The tensio-active agent industrialization product of external used for tertiary oil recovery mainly contains two big types: the one, and sulfonated petro-leum is main tensio-active agent; The 2nd, sulfonated alkylbenzene is main tensio-active agent; These two types of tensio-active agent raw materials are all taken from crude oil; Raw material sources are wide, quantity is big, thereby also are the maximum tensio-active agents of external TOR consumption.Because sulfonate surfactant is anionic, it and the divalent cation (Ca in the local water 2+, Mg 2+Deng) can precipitate, work as Ca 2+, Mg 2+Just lose oil displacement efficiency when surpassing 300 μ g/g.For this reason, also continuing the suitable high saliferous of development research, high Ca abroad 2+, Mg 2+The tensio-active agent that the ion stratum is used comprises the research of multi-functional tensio-active agent, Gemini surface active agent and sacrifice agent, and pays attention to the composite research of various tensio-active agents.
Sulfonated petro-leum is real a large amount of tensio-active agent as oil-displacing agent, and this is because sulfonated petro-leum has the following advantages: 1. production technique is simple, and price is low; 2. derive from crude oil, it is strong to reduce the IT ability.But the sulfonated petro-leum salt tolerance is poor, and the absorption loss is bigger, and owing to reasons such as raw material is formed complicacy, and different batches product performance difference is big have limited its further broadened application.Therefore inapplicable for the high temperature and high salt oil deposit sulfonated petro-leum.

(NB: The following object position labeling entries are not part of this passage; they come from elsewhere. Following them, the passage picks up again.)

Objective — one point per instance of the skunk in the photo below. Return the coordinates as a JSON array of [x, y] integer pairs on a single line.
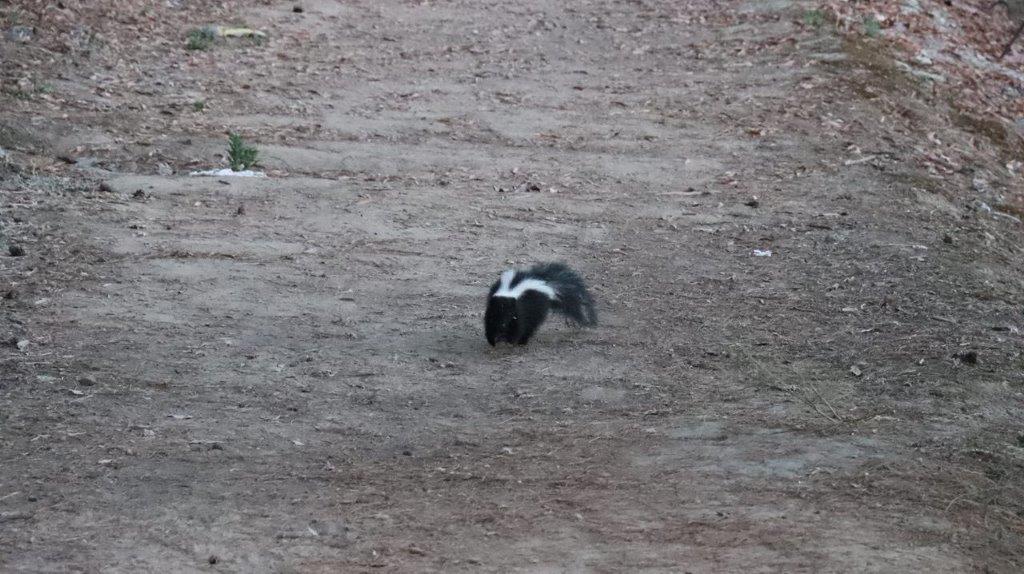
[[520, 300]]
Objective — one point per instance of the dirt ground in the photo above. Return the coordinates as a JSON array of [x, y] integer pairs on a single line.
[[289, 373]]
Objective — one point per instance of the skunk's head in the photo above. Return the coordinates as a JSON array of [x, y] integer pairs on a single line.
[[501, 320]]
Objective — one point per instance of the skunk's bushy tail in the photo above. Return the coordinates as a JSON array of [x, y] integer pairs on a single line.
[[573, 300]]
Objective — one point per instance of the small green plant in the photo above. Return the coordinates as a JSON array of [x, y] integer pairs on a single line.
[[814, 18], [240, 156], [200, 39], [871, 27]]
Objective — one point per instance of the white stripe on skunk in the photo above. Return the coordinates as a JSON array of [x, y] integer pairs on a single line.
[[520, 300]]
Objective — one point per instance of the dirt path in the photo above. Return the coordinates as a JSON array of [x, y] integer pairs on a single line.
[[304, 386]]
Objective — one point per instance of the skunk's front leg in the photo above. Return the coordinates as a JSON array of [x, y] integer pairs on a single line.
[[532, 310]]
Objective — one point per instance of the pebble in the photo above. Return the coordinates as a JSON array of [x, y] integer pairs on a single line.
[[968, 357]]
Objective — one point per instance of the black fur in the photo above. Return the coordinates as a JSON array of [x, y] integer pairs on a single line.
[[515, 320]]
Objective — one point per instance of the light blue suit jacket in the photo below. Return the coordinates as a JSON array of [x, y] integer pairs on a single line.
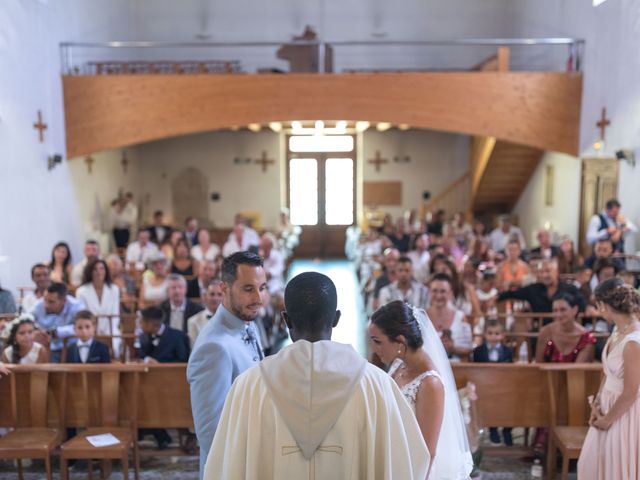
[[219, 355]]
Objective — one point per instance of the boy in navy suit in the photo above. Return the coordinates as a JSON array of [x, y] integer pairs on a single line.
[[494, 350], [159, 343], [87, 349]]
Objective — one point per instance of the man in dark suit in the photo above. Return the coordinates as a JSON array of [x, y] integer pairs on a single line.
[[159, 343], [87, 349], [158, 232], [494, 350], [177, 309]]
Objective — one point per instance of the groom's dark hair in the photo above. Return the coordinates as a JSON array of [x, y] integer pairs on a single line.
[[310, 300]]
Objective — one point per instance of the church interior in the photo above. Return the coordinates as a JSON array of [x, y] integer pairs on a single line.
[[383, 144]]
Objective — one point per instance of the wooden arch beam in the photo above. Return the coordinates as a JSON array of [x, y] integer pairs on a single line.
[[112, 111]]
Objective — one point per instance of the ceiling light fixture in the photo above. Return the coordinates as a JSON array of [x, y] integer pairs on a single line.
[[361, 126], [275, 126]]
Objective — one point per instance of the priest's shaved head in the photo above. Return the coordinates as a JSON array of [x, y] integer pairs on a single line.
[[310, 301]]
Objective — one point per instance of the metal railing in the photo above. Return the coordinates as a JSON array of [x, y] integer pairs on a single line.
[[532, 54]]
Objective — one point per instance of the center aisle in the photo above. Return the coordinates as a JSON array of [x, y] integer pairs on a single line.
[[352, 326]]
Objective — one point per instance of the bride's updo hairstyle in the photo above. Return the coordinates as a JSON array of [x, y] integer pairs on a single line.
[[619, 296], [396, 318]]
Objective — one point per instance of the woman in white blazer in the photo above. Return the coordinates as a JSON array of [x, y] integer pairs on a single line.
[[102, 298]]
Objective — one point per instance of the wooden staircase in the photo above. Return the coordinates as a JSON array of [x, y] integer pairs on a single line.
[[500, 172]]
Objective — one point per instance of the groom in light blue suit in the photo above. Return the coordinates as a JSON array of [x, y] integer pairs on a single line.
[[227, 345]]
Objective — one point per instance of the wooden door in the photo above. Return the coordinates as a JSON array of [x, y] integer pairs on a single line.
[[599, 184], [321, 198]]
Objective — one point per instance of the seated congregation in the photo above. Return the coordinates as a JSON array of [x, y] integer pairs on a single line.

The anion-nonionic amphoterics is one of focus of TOR (EOR) area research in recent years always; Owing in its molecular structure two kinds of non-ionic groups of different nature and anionic group are designed in same surfactant molecule; Make it have the advantage of negatively charged ion and nonionogenic tenside concurrently; Therefore mutual supplement with each other's advantages, excellent property have shown good prospects for application, the binary combination flooding system that especially exists to alkali-free; Owing to do not have the existence of alkali not only to avoid the problems such as obstruction, fouling and corrosion of oil reservoir, and can form ultra low interfacial tension with crude oil.And Gemini surface active agent is to be connected base key with one and to be closed the special construction compound that forms by two hydrophilic radicals, two hydrophobic groupings, has more good performance than conventional surfactant.Gemini surface active agent have micelle-forming concentration low, reduce that the IT ability is strong, ability is than characteristics such as high salinity and particular rheological properties and visco-elasticity-viscosifying actions; Be that one type of raising RF that is rich in application prospect is used tensio-active agent, for new approach is opened up in the TOR in oil field.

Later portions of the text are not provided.